3. Não nos esqueçamos, ainda, que Mário Soares jantou com José Sócrates e Manuel Alegre dias antes da detenção do ex-Primeiro-Ministro. Preparavam o regresso à política de Sócrates, com o alto patrocínio dos senadores socialistas. Ora, se já não era fácil para Mário Soares explicar a confiança que depositava num Primeiro-Ministro que conduziu o país a uma situação de ruptura económico-financeira – e logo social -, mais complicado se tornou explicar a sua ligação ao único ex-Primeiro-Ministro detido em Portugal. Ainda para mais – e caso as suspeitas se confirmem – a um Primeiro-Ministro que usou esquemas (para benefício próprio em detrimento do interesse público, de todos nós, que deveria defender e prosseguir) de uma sofisticação fraudulenta impressionante! Compreendemos, pois, que seja muito difícil para Mário Soares explicar esta sua admiração obsessiva por José Sócrates. Logo, Soares seguiu o caminho mais fácil: bater-se por José Sócrates até ao fim, com frases bombásticas como “não há democracia em Portugal” e que a culpa é sempre dos juízes. Claro!

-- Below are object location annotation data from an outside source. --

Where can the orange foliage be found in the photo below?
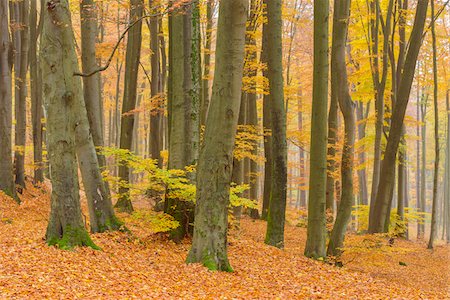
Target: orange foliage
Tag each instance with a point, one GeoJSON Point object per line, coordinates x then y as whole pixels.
{"type": "Point", "coordinates": [144, 265]}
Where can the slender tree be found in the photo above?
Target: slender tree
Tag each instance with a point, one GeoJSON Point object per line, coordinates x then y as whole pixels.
{"type": "Point", "coordinates": [379, 215]}
{"type": "Point", "coordinates": [316, 233]}
{"type": "Point", "coordinates": [36, 94]}
{"type": "Point", "coordinates": [133, 54]}
{"type": "Point", "coordinates": [6, 57]}
{"type": "Point", "coordinates": [277, 206]}
{"type": "Point", "coordinates": [434, 209]}
{"type": "Point", "coordinates": [340, 90]}
{"type": "Point", "coordinates": [209, 245]}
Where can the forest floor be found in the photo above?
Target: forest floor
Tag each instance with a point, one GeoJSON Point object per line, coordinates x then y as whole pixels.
{"type": "Point", "coordinates": [145, 265]}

4. Dito isto, convido o leitor a uma reflexão mais profunda e serena. Admitamos que, de facto, os juízes são condicionados pela política – e que há políticos que têm um ascendente sobre as decisões dos magistrados. Admitamos que sim. Pois bem, esse político, pela sua carreira longa na política e pelo prestígio que foi granjeando pela sua simpatia, só pode ser Mário Soares. E será que Mário Soares pode ter alguma relação com a detenção de José Sócrates?
5. Enfim, uma relação directa evidentemente não se poderá demonstrar. Mas Mário Soares foi – para estes juízes malvados e políticos –quem deu a ideia de deter José Sócrates. Porquê? Fácil.

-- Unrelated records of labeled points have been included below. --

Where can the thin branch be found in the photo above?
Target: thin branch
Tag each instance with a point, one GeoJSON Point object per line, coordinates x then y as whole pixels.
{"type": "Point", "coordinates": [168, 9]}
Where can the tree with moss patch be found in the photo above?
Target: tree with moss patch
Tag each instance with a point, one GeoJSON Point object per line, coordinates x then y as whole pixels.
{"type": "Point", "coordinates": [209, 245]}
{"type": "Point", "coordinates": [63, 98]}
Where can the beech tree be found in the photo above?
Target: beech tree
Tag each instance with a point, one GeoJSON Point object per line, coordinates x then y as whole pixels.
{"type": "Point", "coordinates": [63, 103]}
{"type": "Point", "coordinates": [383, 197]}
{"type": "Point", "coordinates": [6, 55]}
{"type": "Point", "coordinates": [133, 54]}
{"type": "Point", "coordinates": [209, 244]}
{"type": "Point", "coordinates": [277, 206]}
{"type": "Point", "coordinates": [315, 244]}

6. Recuemos a Outubro do ano passado. O que disse Mário Soares? Que estes políticos são uns irresponsáveis, corruptos, criminosos. São todos uns garotos ignorantes e criminosos – avançava então Soares. Mais: Soares propunha uma solução para este problema – todos deveriam ser presos!
7. Ora, os juízes – que são políticos e muito admiram Mário Soares, acolhendo esta tese – decidiram seguir a doutrina Mário Soares. Os políticos ignorantes, garotos, irresponsáveis, que deviam ser presos – pois bem, prenderam José Sócrates. Aplicaram a sugestão dada por Mário Soares. Por conseguinte, não percebemos a irritação de Mário Soares pela detenção de Sócrates – foi o próprio Soares que inspirou tal detenção!

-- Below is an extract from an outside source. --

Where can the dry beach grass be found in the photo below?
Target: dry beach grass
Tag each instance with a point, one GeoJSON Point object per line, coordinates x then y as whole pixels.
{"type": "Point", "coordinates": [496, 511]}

8. Dir-se-á: pois mas Mário Soares o que queria dizer é que deviam ser presos todos os políticos do PSD – só estes é que ignorantes. Os do PS são todos geniais e brilhantes e sérios. Tal como o próprio Mário Soares. Nada contra o PS, tudo pelo PS – eis o princípio democrático máximo para o patriarca socialista.
9. Enfim, Mário Soares queria os políticos na cadeia – Mário Soares tem políticos na cadeia. Os juízes seguiram a sugestão de Mário Soares. Soares só não conseguiu perceber que os juízes se poderiam enganar nos políticos – e prender os seus amigos políticos. Soares não se conforma por Portugal ser uma democracia – e não uma mário-soarocracia. Numa mário-soarocracia, Soares e os seus amigos teriam privilégios especiais – numa democracia, todos os cidadãos são iguais perante a lei. Mas Soares não é capaz de compreender este axioma essencial da nossa República.